2 PAISAGENS EXPERIENCIADAS, FOTOGRAFADAS E AUDIODESCRITAS
A Lei Federal nº 10.098, promulgada em 19 de dezembro de 2000 e regulamentada
pelo Decreto Federal 5.296, de dezembro de 2004, prevê a acessibilidade comunicacional
como uma estratégia fundamental para garantir às pessoas com deficiência sensorial o acesso
à sociedade de forma a exercer a sua cidadania plena. Conforme consta na referida lei:
Art. 17. O Poder Público promoverá a eliminação de barreiras na
comunicação e estabelecerá mecanismos e alternativas técnicas que tornem
acessíveis os sistemas de comunicação e sinalização às pessoas portadoras
de deficiência sensorial e com dificuldade de comunicação, para garantir-
lhes o direito de acesso à informação, à comunicação, ao trabalho, à
educação, ao transporte, à cultura, ao esporte e ao lazer. (BRASIL, Lei
Federal nº. 10.098/2000)
Em atendimento à lei supracitada desenvolveu-se um trabalho na perspectiva de
acessibilidade comunicacional, como recurso fundamental na preparação do professor para a
educação geográfica escolar inclusiva. Compreende-se que a percepção do “o quê” e do
“como” audiodescrever, bem como a preparação do seu roteiro para a produção das
fotografias audiodescritas, são etapas que permitem a interlocução como uma experiência
criativa tanto para o sujeito que produz o material didático, quanto para aquele que o utiliza
como meio de leitura e compreensão da paisagem estudada. No contexto escolar,
Vasconcellos (1992) destaca que não se trata apenas de um conteúdo a ser ensinado, mas
apropriado pelo sujeito aprendente que redescobre o objeto estudado, atribuindo-lhe representações.

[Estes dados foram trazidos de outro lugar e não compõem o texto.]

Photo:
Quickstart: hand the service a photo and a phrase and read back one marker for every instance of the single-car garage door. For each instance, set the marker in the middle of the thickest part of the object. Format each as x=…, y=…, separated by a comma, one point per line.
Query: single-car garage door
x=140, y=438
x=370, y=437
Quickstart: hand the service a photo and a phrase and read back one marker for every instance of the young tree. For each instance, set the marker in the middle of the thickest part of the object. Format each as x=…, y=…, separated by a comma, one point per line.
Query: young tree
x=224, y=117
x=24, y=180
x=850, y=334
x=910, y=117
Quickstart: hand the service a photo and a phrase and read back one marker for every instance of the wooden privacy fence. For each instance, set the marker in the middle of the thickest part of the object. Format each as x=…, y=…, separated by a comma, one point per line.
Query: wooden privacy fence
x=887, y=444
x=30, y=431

Para atingir os objetivos do ensino escolar inclusivo, com base em Lima, Guedes e
Guedes (2013, p.97), a audiodescrição deve apresentar “linguagem clara, simples, objetiva e
acessível para que a compreensão do conteúdo assistido não seja prejudicada e que, ao invés
de promover comunicação, se construa novas barreiras comunicacionais através da escolha da
linguagem”. A audiodescrição, como um recurso de comunicação, é compreendida como:
modalidade de tradução audiovisual intersemiótica onde as imagens, ou
sinais visuais, são descritas em áudio, ou sinais acústicos, entre os diálogos.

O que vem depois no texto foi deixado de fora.